Der jetzige Plan halte an den Vorgaben der Schuldenbremse fest, so Optendrenk. In welchem Umfang Änderungen am Entwurf notwendig werden, ist laut Optendrenk offen. Mehr Klarheit erwartet er nach den Gesprächen von Bund und Ländern kommende Woche. Dass die Landesregierung mit der Vorlage des Etats nicht noch so lange warte, begründete er mit dem Budgetrecht des Landtags. Der Haushalt soll kommende Woche in den Landtag eingebracht und kurz vor Weihnachten beschlossen werden.

Nach den Düsseldorfer Berechnungen würde das dritte Entlastungspaket des Bundes allein in NRW im kommenden Jahr zu über drei Milliarden Euro an Mehrbelastungen führen, wenn die Kosten hälftig zwischen Bund und Ländern aufgeteilt würden. NRW sieht die Hauptlast aber beim Bund und fordert eine Aufteilung von 75 zu 25. „Wir können im Moment nur spekulieren, welche Belastungen sich möglicherweise aus dem Entlastungspaket III und gegebenenfalls aus der Steuerschätzung ergeben“, sagte Optendrenk. Die Ergebnisse würden dann in das laufende Haushaltsverfahren im Parlament eingebracht.

Das Volumen des NRW-Etats 2023 soll laut bisheriger Planung im Vergleich zu 2022 um fünf Milliarden Euro auf 93,4 Milliarden Euro steigen. Eingeplant ist eine Steigerung der Steuereinnahmen um 3,6 Milliarden auf 75,4 Milliarden Euro. Die Basis dafür ist aber noch die Mai-Steuerschätzung.

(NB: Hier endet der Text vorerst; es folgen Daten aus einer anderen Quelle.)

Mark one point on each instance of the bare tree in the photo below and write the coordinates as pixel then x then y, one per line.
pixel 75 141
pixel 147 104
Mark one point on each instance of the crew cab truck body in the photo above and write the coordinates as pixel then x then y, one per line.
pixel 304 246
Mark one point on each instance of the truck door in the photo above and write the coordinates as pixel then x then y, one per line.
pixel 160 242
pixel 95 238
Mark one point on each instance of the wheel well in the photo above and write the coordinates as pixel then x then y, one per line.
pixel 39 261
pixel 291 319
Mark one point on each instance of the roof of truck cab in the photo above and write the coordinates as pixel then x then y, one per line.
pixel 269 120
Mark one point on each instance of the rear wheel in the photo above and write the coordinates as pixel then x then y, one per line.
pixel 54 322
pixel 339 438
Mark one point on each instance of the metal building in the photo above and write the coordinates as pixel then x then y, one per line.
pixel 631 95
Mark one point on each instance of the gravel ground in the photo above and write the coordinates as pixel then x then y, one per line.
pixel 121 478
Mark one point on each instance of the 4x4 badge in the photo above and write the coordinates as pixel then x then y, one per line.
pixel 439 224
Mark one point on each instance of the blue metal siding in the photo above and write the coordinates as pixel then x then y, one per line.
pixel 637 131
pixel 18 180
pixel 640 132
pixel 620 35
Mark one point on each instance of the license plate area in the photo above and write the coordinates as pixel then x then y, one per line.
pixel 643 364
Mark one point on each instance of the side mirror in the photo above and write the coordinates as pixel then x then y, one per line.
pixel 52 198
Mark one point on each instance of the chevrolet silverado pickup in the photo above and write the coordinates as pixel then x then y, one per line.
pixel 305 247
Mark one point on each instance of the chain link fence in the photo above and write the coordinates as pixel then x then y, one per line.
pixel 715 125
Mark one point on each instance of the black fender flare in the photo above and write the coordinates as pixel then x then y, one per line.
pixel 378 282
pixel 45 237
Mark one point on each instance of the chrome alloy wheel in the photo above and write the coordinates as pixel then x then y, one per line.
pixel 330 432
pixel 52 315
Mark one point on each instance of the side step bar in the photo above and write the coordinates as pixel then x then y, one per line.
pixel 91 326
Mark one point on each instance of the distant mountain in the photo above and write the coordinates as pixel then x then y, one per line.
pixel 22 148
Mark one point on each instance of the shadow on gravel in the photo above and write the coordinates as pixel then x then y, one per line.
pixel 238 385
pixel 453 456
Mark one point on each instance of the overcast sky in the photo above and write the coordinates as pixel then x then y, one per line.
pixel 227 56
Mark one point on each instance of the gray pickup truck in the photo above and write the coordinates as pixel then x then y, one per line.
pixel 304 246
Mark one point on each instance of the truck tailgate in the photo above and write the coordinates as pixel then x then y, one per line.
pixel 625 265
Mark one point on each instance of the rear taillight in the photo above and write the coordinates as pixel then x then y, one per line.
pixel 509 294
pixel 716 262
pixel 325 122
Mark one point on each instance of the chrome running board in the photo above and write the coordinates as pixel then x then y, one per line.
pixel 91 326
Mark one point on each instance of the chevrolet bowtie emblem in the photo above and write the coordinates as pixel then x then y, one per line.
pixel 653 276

Mit knapp 21,7 Milliarden Euro hat der Etat des Schulministeriums das größte Volumen. Die Ausgaben für innere Sicherheit summieren sich laut Optendrenk auf knapp 6 Milliarden Euro. Für Landesmaßnahmen für Asylbewerber und Bürgerkriegsflüchtlinge werden 1,8 Milliarden Euro bereitgestellt. In Digitalisierungsmaßnahmen fließen 477 Millionen Euro.

Einige Beispiele für geplante Ausgaben im Haushalt: Die Kommunen erhalten rund 1,2 Milliarden Euro mehr als 2022 und bekommen vom Land insgesamt 15,2 Milliarden Euro. 470 Millionen Euro sind zur Absicherung der eigenen Energiekosten des Landes eingeplant. Außerdem müssen die im Nachtragshaushalt 2022 angeschobenen Projekte wie die schrittweise Angleichung der Lehrergehälter, das Kita-Alltagshelferprogramm und Flüchtlingsmaßnahmen mit insgesamt 700 Millionen Euro weiterfinanziert werden. 48,5 Millionen Euro sind zudem für die Finanzierung der Sprach-Kitas reserviert.

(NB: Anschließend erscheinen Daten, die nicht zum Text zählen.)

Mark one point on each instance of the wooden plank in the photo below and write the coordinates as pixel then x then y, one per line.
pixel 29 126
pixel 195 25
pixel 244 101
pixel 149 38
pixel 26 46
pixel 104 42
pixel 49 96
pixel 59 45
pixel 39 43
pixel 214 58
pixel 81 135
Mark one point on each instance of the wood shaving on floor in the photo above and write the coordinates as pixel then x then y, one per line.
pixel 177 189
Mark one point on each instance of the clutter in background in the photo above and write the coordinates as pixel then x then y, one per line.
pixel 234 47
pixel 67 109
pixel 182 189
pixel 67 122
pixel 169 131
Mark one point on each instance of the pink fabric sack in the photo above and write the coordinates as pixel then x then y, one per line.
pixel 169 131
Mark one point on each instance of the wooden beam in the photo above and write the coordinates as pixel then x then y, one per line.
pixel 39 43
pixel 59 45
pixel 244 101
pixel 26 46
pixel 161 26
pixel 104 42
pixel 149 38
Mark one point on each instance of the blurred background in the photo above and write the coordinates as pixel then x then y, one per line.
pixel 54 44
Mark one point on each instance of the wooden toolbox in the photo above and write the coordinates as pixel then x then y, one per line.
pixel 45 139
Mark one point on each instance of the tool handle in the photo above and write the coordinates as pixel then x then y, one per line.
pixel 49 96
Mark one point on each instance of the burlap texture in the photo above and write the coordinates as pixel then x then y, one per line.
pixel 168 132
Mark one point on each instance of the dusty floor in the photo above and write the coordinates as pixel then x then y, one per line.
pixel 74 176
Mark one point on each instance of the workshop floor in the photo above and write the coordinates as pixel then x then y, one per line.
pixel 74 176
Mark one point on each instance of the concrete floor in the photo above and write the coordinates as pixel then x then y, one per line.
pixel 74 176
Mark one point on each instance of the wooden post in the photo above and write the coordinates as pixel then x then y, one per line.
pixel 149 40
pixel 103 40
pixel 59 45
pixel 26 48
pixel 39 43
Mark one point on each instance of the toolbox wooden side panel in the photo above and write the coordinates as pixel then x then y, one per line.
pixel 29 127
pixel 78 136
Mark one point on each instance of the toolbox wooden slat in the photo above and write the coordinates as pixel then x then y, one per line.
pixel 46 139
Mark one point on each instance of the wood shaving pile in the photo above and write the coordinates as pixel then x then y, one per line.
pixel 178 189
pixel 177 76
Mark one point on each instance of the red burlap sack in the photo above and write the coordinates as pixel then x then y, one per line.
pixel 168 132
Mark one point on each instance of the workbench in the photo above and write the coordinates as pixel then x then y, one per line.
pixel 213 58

482 Millionen Euro sind im Etat laut Optendrenk „trotz der eng gesteckten Finanzierungsspielräume“ für „Zukunftsprojekte der schwarz-grünen Koalition“ vorgesehen. Diese reichten von der Klimafolgenanpassung über Bildungsprojekte, Sicherheit, Katastrophenschutz und Cybersicherheit bis zur Stärkung des Ehrenamts und Sports.

Schwarz-Grün hatte als eine erste finanzpolitische Maßnahme bereits einen Nachtragshaushalt für dieses Jahr mit einem Volumen von fast 900 Millionen Euro vorgelegt. Der Landeshaushalt 2022 soll mit dem geplanten Nachtrag auf Gut 88,4 Milliarden Euro wachsen.

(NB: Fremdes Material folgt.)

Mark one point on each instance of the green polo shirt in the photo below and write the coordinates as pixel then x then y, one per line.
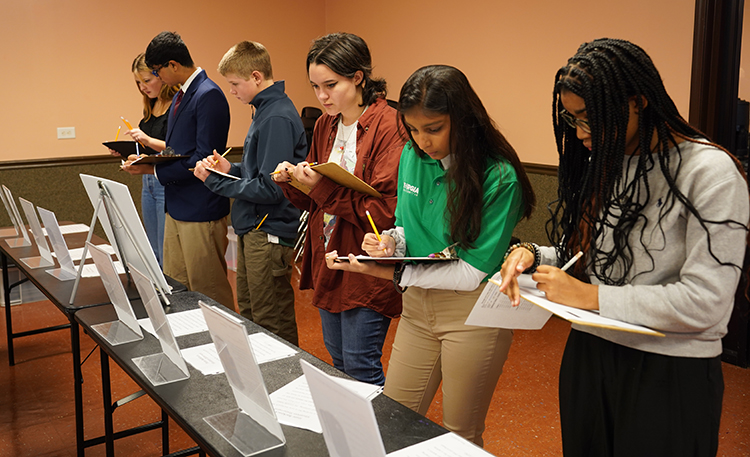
pixel 421 210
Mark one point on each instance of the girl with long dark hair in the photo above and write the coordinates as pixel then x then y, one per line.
pixel 461 184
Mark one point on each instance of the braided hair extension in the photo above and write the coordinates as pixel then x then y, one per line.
pixel 475 141
pixel 594 196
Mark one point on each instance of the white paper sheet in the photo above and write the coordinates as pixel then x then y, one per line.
pixel 77 253
pixel 446 445
pixel 265 349
pixel 182 323
pixel 294 405
pixel 532 296
pixel 70 228
pixel 89 270
pixel 493 309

Die oppositionelle SPD bemängelte erneut, dass ein eigenes Landesentlastungspaket für die Menschen und ein Hilfsprogramm für die Betriebe in NRW fehle. „Wieder zeigen die Finger nur nach Berlin und ansonsten werden die Hände in den Schoß gelegt“, so der SPD-Haushaltsexperte Stefan Zimkeit. Konzepte gegen die Bildungskrise im Land fehlten genauso wie eine Vorsorge für eine Lösung der kommunalen Altschuldenprobleme. Optendrenk sagte, dass NRW zeitnah mit dem Bund über die Altschulden sprechen werde. Sollte es keine Einigung geben, werde es eine eigene Landeslösung geben.